Est-ce que je ressentais du désir ? Je n'en savais rien. Je ne pouvais pas comprendre ce qui me poussait à la regarder. Dès qu'elle souriait, mon coeur devenait attendri. Pour un homme comme moi, qui ne vivait que dans la noirceur de sa propre ombre, elle semblait être un soleil. Elle m'aveuglait.

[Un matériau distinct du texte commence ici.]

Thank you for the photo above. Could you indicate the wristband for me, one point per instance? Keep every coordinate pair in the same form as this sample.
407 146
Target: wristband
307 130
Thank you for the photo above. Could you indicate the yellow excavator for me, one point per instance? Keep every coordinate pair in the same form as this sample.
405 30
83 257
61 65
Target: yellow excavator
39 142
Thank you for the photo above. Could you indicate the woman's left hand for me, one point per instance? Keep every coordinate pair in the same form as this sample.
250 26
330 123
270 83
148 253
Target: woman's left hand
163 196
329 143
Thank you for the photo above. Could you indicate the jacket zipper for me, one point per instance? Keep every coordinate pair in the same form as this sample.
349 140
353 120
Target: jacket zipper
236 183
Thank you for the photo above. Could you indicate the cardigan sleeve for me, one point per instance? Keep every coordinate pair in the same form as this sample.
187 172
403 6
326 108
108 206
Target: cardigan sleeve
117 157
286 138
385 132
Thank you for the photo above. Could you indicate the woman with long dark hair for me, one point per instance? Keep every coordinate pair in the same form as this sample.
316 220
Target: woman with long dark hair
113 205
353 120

Cette femme serait-elle pour moi ? J'ai vécu mes années passées dans une solitude particulière, à toujours vouloir plaire, à toujours être le meilleur et me donner à 300 %. J'ai vécu dans un monde où je devais être parfait en utilisant mon instinct, mon intellect et ma force. Je ne devais jamais montrer mes faiblesses, quitte à devenir le plus ignoble des hommes. Par de très rares occasions, je m'attachais à des êtres vivants. Je suis quelqu'un qui est plutôt froid, distant et taciturne. Et là, cette jeune fille, est-ce que je voulais me trouver une porte de sortie ? Je voulais qu'elle me donne ce rayon qu'elle possédait ? Je désirais expérimenter un autre type de vie, sans avoir affaire avec ma famille. Je sentais le besoin de ce détachement. J'étais curieux à l'idée de vivre par moi-même et de voir si je pouvais continuer malgré tout. Quelque chose me disait que je ne devais pas la laisser filer, sinon j'allais le regretter.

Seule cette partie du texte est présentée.